It’s finally here. After all the betas and the stress tests, Xbox and PC gamers can finally get their hands on Rare’s newest game, Sea of Thieves. The sea of reviews, and apparently lots of salt, has been flowing across the internet. In my opinion, Sea of Thieves is a game changer.
In case you’ve been living under a salt rock: Sea of Thieves is an open-world multiplayer game on Xbox and PC. You play as a pirate, solo or with a full crew, and sail the high seas seeking challenging fights, treasures, and other pirates to rob blind. It is produced by Rare.
Sea of Salt
I won’t name names, but there are a few articles out there making absolutely absurd statements about Sea of Thieves. One particularly harsh review claimed the game is actually no more than “5 or 10 percent” of a completed title. I would love to know the math behind that statement, and how exactly a game that has been worked on for many years is only 5 or maybe 10% finished. This particular writer has been known to bash the Xbox brand since his red ring of death back on the Xbox 360, so if you are reading this I will tell you one thing: Take those opinions with a grain of salt.
As with any open world game that pits you against other people, there can be players who will look to troll (harass) you. Although, maybe you didn’t read the title of the game? It’s called Sea of Thieves. What are pirates going to do but try to loot and steal your stuff? That being said, it can allow for bad experiences so Rare has put a few things in the game that help offset this.

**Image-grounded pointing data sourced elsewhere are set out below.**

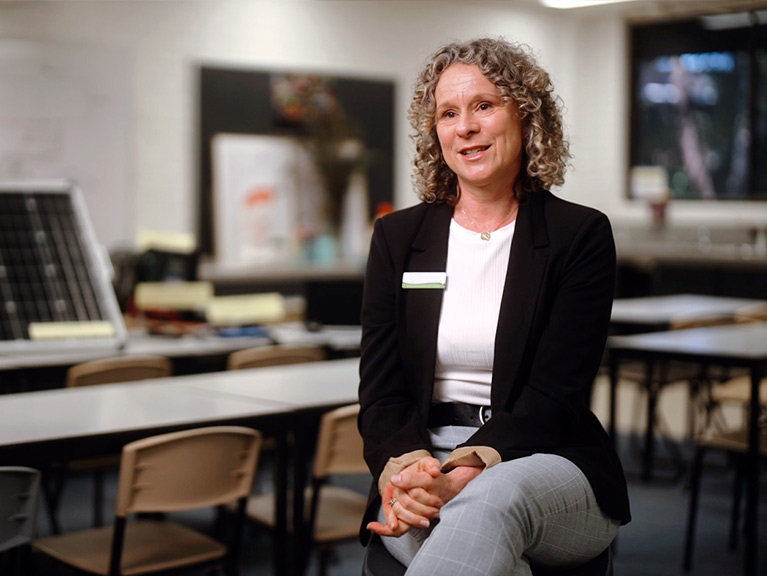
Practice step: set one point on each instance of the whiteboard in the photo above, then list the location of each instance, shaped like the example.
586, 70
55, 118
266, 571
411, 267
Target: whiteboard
65, 113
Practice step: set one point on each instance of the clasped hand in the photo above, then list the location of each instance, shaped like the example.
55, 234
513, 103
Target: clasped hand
417, 493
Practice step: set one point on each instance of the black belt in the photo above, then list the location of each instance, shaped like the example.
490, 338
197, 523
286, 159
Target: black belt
456, 414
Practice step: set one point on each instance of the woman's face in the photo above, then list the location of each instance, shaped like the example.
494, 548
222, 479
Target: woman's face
481, 138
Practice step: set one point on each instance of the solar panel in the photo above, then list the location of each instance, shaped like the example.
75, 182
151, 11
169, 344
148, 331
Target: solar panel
55, 290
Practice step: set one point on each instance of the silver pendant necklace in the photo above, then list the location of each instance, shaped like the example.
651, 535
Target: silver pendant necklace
485, 235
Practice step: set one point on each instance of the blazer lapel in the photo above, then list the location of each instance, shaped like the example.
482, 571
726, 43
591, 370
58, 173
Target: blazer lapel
527, 266
428, 253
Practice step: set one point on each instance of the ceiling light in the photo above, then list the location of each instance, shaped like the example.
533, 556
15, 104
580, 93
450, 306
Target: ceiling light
563, 4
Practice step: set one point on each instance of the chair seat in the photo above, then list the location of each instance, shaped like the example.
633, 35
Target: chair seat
378, 562
738, 390
338, 517
150, 546
732, 440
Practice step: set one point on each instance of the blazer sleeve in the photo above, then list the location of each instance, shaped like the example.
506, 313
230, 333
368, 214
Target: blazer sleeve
550, 391
389, 420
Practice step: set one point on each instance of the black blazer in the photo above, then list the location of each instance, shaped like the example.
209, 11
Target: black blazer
551, 334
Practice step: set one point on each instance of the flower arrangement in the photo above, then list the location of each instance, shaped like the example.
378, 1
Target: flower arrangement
308, 105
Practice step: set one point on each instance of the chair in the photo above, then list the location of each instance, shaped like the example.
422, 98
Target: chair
93, 373
118, 369
19, 490
662, 374
334, 512
378, 562
734, 442
179, 471
277, 355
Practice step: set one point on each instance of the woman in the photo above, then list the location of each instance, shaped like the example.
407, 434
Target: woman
485, 315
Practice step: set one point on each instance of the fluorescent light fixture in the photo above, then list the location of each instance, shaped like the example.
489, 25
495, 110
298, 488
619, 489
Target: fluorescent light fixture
734, 20
564, 4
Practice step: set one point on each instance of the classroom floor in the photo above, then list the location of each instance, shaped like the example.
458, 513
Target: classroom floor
651, 545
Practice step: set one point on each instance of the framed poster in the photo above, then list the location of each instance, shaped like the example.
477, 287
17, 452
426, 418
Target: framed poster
277, 104
265, 190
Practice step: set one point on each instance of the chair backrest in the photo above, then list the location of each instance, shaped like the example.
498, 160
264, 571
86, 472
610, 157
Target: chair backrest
277, 355
118, 369
187, 470
339, 446
19, 490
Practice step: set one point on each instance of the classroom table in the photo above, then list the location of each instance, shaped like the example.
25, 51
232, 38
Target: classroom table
62, 424
654, 313
737, 345
310, 389
666, 312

One of those options is being able to manually scuttle your ship from the menu. If you are being griefed by someone, you will die and then auto respawn on your ship. The aggressive players may wait for you to return and kill you again, but there is one handy tool to prevent this. Go into the Crew Menu and scuttle your ship. Your loot and your ship will go down in a blaze of glory and respawn at another location, giving you a chance to flee or prepare for the fight.
Can You Play Solo?
Yes. The quick and simple answer is yes. I played for a solid two days by myself. As I stated before, there is always room for trolls in a game set in a massive PvP sandbox, but Rare has given you ways to try to prevent that. I also learned that you can hide your chest on nearby islands. In one such instance, I was sailing too fast and ran aground the island where I was meant to try to find some buried treasure. It was too late for me to save my ship, so I grabbed my treasure chest, swam ashore, and hid it under some foliage. I swam out to get our friendly neighborhood mermaid to respawn me at my ship. I then simply sailed back to the island I was at and grabbed both my chests.

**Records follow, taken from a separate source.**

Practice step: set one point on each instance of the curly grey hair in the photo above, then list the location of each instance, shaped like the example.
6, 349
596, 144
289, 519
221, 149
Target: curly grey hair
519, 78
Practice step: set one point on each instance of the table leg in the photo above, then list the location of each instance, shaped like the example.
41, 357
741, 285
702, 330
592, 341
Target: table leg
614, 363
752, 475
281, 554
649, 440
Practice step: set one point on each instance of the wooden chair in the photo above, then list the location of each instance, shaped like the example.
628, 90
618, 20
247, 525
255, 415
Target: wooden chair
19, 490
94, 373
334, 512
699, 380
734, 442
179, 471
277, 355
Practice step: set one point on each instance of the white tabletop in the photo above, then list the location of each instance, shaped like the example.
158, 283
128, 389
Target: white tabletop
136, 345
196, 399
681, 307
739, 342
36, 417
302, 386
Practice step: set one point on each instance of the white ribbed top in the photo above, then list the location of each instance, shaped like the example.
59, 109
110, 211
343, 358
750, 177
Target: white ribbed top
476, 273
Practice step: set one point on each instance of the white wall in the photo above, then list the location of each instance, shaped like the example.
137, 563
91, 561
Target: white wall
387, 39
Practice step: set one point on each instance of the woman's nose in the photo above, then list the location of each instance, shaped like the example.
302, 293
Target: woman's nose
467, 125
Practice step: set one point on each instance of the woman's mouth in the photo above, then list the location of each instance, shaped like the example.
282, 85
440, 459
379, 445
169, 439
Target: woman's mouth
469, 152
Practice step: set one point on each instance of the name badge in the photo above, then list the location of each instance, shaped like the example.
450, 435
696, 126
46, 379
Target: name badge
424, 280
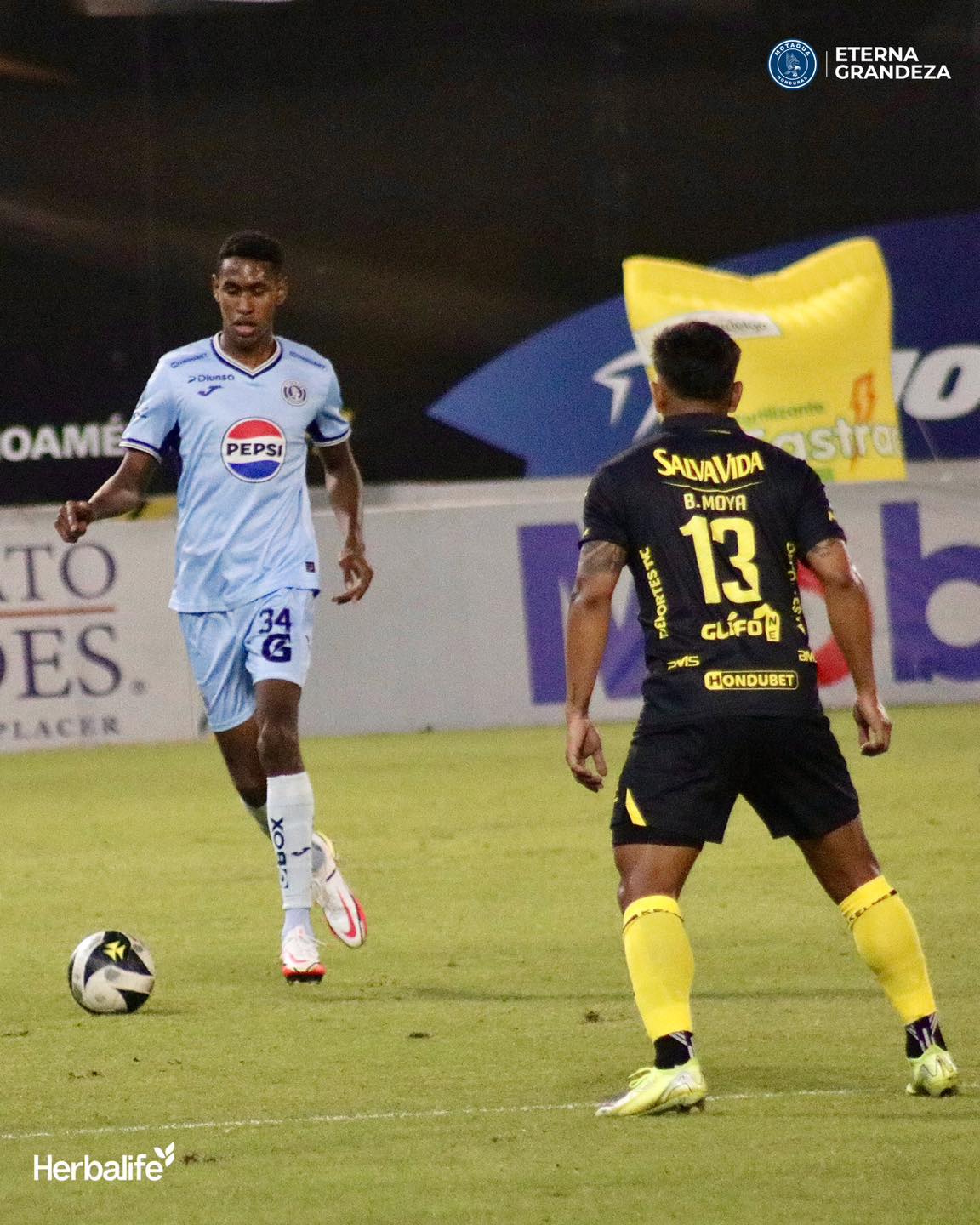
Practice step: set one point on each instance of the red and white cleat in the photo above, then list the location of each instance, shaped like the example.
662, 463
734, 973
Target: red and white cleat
342, 910
301, 957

Is playing solo the best experience? No. Arguably, playing with a group certainly makes this game way more enjoyable. The solo experience offered me something most would not expect, however: A chance to chill. I found myself just looking at the horizon. It was absolutely beautiful. The art style, the water, all of it gave me such an immersed feeling.
A $60 Game?
Yes, this game is a $60 dollar game, and allow me to expand on this thought for a moment. From the very beginning stages of development, Executive Producer Joe Neate and other crew members have said that the way they have gone about making this game is to make it easy to add items, cosmetics, and gameplay elements. Many were upset at the “lack of content” in the game, but this is what Rare has been saying from the beginning. Neate had a great quote in this recent IGN article stating this again,
“Sea of Thieves is designed from the ground up to be a game that grows and evolves, and we will release new cosmetic options ongoing as part of that, alongside new mechanics and ways to play. Our focus for launch is on delivering a great initial experience, and as we move beyond launch we will be assessing and reacting to player feedback across all areas of the game. We have worked with our community throughout the development of Sea of Thieves, and that will continue in exactly the same manner beyond launch.”
What makes Sea of Thieves a $60 game to me? It’s got good bones, and the playground has been set with this launch. There are so many possibilities that can be added to this game. Raids, clans, seasons, fishing contests, mod support, events, and so many more options are possible. Rare’s options are endless, and with their openness and willingness to listen to the community, I’m excited about Sea of Thieves’ potential.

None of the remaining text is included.